George Orwell had a view of the question. Though best known for his dystopias, he did write one – characteristically skeptical and downbeat – piece about Utopia, a Christmas 1943 Tribune essay entitled “Can Socialists Be Happy?” “All efforts to describe permanent happiness … have been failures, from earliest history onwards,” he began cheerfully. Utopias “seem to be alike in postulating perfection while being unable to suggest happiness.” Even News from Nowhere induced in him “only a sort of watery melancholy.” Orwell was never a blithe spirit, and in London in December 1943 it was probably hard to conceive even temporary happiness.
Anyway, he continues, happiness is not the point:
Men use up their lives in heart-breaking political struggles, or get themselves killed in civil wars, or tortured in the secret prisons of the Gestapo, not in order to establish some central-heated, air-conditioned, strip-lighted Paradise, but because they want a world in which human beings love one another instead of swindling and murdering one another. And they want that world as a first step. Where they go from there is not so certain, and the attempt to foresee it in detail merely confuses the issue. …
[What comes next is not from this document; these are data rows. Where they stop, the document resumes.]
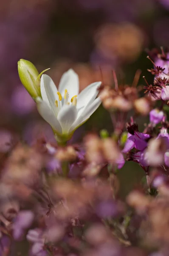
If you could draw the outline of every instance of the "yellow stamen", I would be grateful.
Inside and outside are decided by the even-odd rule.
[[[64,96],[64,98],[65,99],[66,99],[66,93],[68,92],[68,90],[67,89],[65,89],[65,96]]]
[[[76,106],[77,105],[77,98],[76,97],[74,97],[73,98],[72,102],[72,105]]]
[[[59,96],[59,99],[60,101],[61,100],[62,100],[62,96],[61,95],[61,93],[59,93],[59,92],[57,92],[57,93]]]
[[[77,95],[75,95],[74,96],[73,96],[73,97],[72,97],[72,98],[71,99],[71,102],[73,102],[73,100],[75,98],[76,98],[77,97]]]

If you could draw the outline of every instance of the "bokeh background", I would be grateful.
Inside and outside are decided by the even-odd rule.
[[[169,27],[169,0],[1,1],[0,150],[7,150],[15,137],[29,144],[42,136],[54,140],[50,127],[20,81],[20,58],[31,61],[39,72],[50,67],[48,74],[56,85],[62,73],[73,68],[81,90],[96,81],[111,84],[113,69],[131,83],[140,69],[151,83],[146,49],[167,47]],[[139,125],[145,121],[139,120]],[[101,107],[78,130],[74,141],[87,131],[103,128],[111,131],[112,127]],[[144,173],[138,168],[127,163],[119,172],[123,195],[140,182]]]

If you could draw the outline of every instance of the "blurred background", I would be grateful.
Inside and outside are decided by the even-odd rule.
[[[132,83],[141,69],[151,83],[146,69],[152,64],[145,49],[169,44],[169,0],[6,0],[0,2],[0,17],[1,151],[13,136],[30,144],[42,136],[54,140],[20,81],[20,58],[31,61],[39,72],[50,67],[47,73],[56,85],[62,73],[73,68],[82,90],[96,81],[111,84],[113,69]],[[140,83],[144,84],[142,78]],[[111,131],[112,124],[101,107],[73,140],[102,128]],[[136,173],[138,182],[143,175],[136,172],[137,165],[128,163],[119,175],[124,184],[130,179],[124,176],[127,169]]]

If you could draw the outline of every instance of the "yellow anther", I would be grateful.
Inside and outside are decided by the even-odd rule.
[[[73,99],[74,99],[74,98],[76,98],[76,97],[77,97],[77,95],[75,95],[74,96],[72,97],[72,98],[71,99],[71,102],[73,102]]]
[[[77,98],[76,97],[73,97],[72,102],[72,105],[73,106],[76,106],[77,105]]]
[[[59,96],[59,99],[60,101],[62,99],[62,96],[61,95],[61,93],[59,93],[59,92],[57,92],[57,93]]]
[[[68,92],[68,90],[67,89],[65,89],[65,96],[64,96],[64,98],[65,99],[66,99],[66,93]]]

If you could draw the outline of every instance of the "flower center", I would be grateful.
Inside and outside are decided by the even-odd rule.
[[[59,92],[57,92],[57,95],[58,95],[59,102],[58,100],[56,100],[55,102],[55,106],[56,108],[59,108],[60,107],[60,104],[59,102],[61,102],[62,99],[62,96],[61,93]],[[69,99],[69,93],[68,93],[68,90],[65,89],[65,90],[64,98],[64,105],[69,105],[70,102],[68,102]],[[77,95],[74,95],[73,96],[70,100],[70,102],[72,105],[73,106],[76,106],[77,105]]]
Nearly all creators of Utopia have resembled the man who has toothache, and therefore thinks that happiness consists in not having toothache. They wanted to produce a perfect society by an endless continuation of something that had only been valuable because it was temporary. The wiser course would be to say that there are certain lines along which humanity must move, the grand strategy is mapped out, but detailed prophecy is not our business.
This seems reasonable to me, and I suspect it would have seemed reasonable to Condorcet, who ended the penultimate section of his Sketch with a passage of near-Orwellian sobriety:
The labours of recent ages have done much for the progress of the human mind, but little for the perfection of the human race; much for the honour of man, something for his liberty, but so far almost nothing for his happiness. At a few points our eyes are dazzled with a brilliant light; but thick darkness still covers an immense stretch of the horizon. There are a few circumstances from which the philosopher can take consolation; but he is still afflicted by the spectacle of the stupidity, slavery, barbarism, and extravagance of mankind; and the friend of humanity can find unmixed pleasure only in tasting the sweet delights of hope.
That sounds as much like 2016 as 1794 (except that recent ages haven’t done as much for “the honour of man”). “Thick darkness” accurately describes the American economic and political outlook; and toothache is the only possible response to either Democratic or Republican politicians or pundits. Occupy and Wikileaks and 350.org, Krugman and Greenwald and Chomsky, seem to me a “few points” of “brilliant light,” from which I “take consolation.” Are they, along with the last three centuries or so, enough to furnish the “sweet delights of hope”? I suppose so – but that’s just a prejudice, I know.